An Adaptive Hybrid Encryption Scheme for Data Compliance in Multi-Source Supervision Environments: A Case Study of Hainan Free Trade Port

As the global digital economy expands, cross-border data transmission confronts the dual imperatives of high-level confidentiality and stringent multi-party regulatory compliance. Existing hybrid and Attribute-Based Encryption (ABE) paradigms frequently fail to reconcile dynamic multi-source supervision with computational efficiency. Traditional multi-authority approaches typically suffer from linear ciphertext expansion and heavy terminal decryption overheads. To bridge this gap, this paper proposes an Adaptive Hybrid Encryption scheme for Multi-Source supervision environments (AHE-MS), contextualized within the Hainan Free Trade Port. Our core theoretical contribution is a zero-knowledge compliance verification architecture.

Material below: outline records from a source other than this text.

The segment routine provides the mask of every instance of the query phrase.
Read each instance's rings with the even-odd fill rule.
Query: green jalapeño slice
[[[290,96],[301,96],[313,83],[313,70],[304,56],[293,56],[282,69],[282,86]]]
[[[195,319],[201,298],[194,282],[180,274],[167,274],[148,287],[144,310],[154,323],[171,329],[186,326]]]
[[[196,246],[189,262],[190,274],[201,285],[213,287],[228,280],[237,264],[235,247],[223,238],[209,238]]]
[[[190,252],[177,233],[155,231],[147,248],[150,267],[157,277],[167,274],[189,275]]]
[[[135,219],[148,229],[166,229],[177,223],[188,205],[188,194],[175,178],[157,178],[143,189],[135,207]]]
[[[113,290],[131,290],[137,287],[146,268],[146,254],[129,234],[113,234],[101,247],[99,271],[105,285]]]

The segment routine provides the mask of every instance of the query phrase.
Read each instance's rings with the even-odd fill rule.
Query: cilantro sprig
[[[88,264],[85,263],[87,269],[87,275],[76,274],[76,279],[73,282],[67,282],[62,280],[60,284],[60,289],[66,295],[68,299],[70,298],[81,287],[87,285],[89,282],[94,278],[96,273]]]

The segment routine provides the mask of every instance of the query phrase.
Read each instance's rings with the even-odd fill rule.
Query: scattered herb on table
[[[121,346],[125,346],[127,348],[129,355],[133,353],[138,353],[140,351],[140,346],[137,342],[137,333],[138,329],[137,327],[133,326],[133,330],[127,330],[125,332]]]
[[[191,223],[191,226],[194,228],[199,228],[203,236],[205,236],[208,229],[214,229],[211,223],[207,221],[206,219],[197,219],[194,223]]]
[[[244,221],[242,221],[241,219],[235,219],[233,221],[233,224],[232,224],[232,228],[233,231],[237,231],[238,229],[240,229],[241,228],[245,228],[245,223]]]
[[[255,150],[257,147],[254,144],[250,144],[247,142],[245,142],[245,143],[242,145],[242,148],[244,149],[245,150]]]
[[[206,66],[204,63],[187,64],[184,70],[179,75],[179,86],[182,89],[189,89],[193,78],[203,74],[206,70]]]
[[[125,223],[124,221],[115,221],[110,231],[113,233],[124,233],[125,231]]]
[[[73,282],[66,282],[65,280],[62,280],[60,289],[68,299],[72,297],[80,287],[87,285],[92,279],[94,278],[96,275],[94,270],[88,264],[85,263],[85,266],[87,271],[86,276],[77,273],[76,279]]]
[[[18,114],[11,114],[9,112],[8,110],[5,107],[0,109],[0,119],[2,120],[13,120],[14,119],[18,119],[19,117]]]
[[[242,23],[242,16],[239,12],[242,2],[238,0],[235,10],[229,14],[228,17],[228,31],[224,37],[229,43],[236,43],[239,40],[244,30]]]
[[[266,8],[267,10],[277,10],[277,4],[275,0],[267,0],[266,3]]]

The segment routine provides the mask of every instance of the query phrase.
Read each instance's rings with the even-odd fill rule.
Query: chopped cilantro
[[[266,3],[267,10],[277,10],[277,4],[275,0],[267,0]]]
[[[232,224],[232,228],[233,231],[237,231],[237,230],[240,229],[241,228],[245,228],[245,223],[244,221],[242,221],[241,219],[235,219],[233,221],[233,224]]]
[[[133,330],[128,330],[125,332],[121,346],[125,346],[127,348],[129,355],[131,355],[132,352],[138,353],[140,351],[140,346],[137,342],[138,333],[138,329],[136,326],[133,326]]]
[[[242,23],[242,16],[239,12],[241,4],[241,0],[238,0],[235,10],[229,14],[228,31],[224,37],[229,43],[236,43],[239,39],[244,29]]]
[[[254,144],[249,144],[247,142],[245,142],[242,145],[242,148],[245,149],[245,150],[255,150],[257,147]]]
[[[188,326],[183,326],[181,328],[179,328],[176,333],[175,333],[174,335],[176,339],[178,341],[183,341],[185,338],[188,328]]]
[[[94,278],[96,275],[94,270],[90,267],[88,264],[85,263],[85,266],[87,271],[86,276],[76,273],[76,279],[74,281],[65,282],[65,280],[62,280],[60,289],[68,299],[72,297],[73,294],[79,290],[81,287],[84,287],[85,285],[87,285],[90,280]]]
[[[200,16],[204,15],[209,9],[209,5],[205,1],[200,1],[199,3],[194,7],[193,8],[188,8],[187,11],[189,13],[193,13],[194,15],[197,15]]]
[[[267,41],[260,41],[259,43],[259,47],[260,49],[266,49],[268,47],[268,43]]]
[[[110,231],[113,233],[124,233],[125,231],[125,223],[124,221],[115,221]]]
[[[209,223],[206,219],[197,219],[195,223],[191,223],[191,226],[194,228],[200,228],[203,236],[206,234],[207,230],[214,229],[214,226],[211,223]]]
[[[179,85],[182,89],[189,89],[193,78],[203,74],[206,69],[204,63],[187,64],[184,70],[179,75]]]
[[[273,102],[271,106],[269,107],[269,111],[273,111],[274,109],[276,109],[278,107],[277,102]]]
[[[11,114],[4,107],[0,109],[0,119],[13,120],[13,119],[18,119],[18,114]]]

To achieve data-blind compliance verification, we embed regulatory policies into a Linear Secret Sharing Scheme (LSSS) matrix and introduce an aggregate token mechanism rooted in group homomorphisms. By constraining mandatory regulatory attributes to root-level AND gates, AHE-MS allows regulators to append compliance credentials without ciphertext expansion, strictly maintaining an \(\:O\left(1\right)\) communication overhead. Crucially, the regulatory pre-verification offloads pairing computations, significantly alleviating the terminal decryption burden. To ensure secure and practical deployment in high-throughput pipelines, the system integrates a sensitivity-driven KEM/DEM architecture with authenticated downgrade protection. Theoretical analysis proves AHE-MS achieves IND-CPA security under the standard model. Extensive simulations demonstrate that, during multi-source interventions, AHE-MS accelerates terminal decryption by up to 23.8% compared to classic CP-ABE.